2. **Calculate Probabilities:**
    - Determine the probability that a randomly selected day in Alabama has more than a certain number of new cases (e.g., 1000) and compare this with the other state.
3. **Determine Percentiles:**
    - Calculate the 90th percentile for daily new cases in both states and compare the results.

In [None]:
# Calculate mean and standard deviation for Alabama and Georgia daily new cases
mean_cases_alabama <- mean(covid_data_filtered$cases[covid_data_filtered$state == "Alabama"], na.rm = TRUE)
sd_cases_alabama <- sd(covid_data_filtered$cases[covid_data_filtered$state == "Alabama"], na.rm = TRUE)

mean_cases_georgia <- mean(covid_data_filtered$cases[covid_data_filtered$state == "Georgia"], na.rm = TRUE)
sd_cases_georgia <- sd(covid_data_filtered$cases[covid_data_filtered$state == "Georgia"], na.rm = TRUE)
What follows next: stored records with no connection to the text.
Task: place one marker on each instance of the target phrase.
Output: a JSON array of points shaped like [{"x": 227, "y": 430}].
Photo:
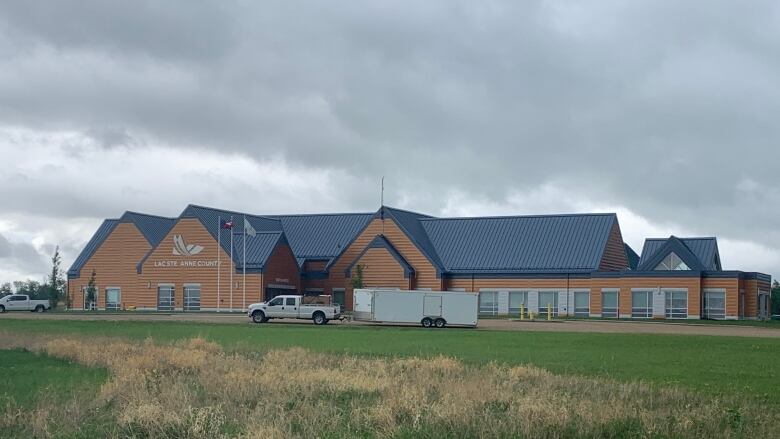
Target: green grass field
[{"x": 714, "y": 365}]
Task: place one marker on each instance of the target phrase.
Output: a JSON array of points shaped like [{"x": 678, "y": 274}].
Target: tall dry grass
[{"x": 194, "y": 389}]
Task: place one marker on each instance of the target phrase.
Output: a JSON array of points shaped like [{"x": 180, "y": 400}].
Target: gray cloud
[{"x": 663, "y": 107}]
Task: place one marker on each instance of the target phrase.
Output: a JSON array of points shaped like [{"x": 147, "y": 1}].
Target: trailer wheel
[
  {"x": 319, "y": 318},
  {"x": 259, "y": 317}
]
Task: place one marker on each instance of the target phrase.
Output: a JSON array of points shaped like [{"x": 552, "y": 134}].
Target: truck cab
[
  {"x": 293, "y": 307},
  {"x": 22, "y": 302}
]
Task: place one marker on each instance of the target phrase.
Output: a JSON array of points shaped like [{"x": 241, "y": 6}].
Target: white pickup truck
[
  {"x": 22, "y": 302},
  {"x": 291, "y": 307}
]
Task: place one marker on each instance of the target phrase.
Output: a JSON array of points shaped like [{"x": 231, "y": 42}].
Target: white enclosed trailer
[{"x": 428, "y": 308}]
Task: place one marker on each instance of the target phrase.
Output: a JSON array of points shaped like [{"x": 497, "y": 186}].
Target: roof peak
[
  {"x": 132, "y": 212},
  {"x": 558, "y": 215},
  {"x": 214, "y": 209}
]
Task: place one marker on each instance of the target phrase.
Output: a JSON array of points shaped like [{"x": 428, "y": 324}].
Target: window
[
  {"x": 192, "y": 297},
  {"x": 548, "y": 299},
  {"x": 113, "y": 299},
  {"x": 676, "y": 304},
  {"x": 715, "y": 305},
  {"x": 642, "y": 304},
  {"x": 609, "y": 304},
  {"x": 517, "y": 298},
  {"x": 672, "y": 262},
  {"x": 488, "y": 303},
  {"x": 338, "y": 296},
  {"x": 165, "y": 298},
  {"x": 582, "y": 304}
]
# Probability of more than 1000 cases in Alabama on a given day
prob_above_1000_alabama <- 1 - pnorm(1000, mean = mean_cases_alabama, sd = sd_cases_alabama)
prob_above_1000_alabama

# Probability of more than 1000 cases in Georgia on a given day


# 90th percentile for daily new cases in Alabama


# 90th percentile for daily new cases in Georgia


### Your Conclusion

Based on your calculations, what can you conclude about the severity or spread of COVID-19 in Alabama compared to the other state? Are there specific periods of concern or significant differences in the distribution of cases?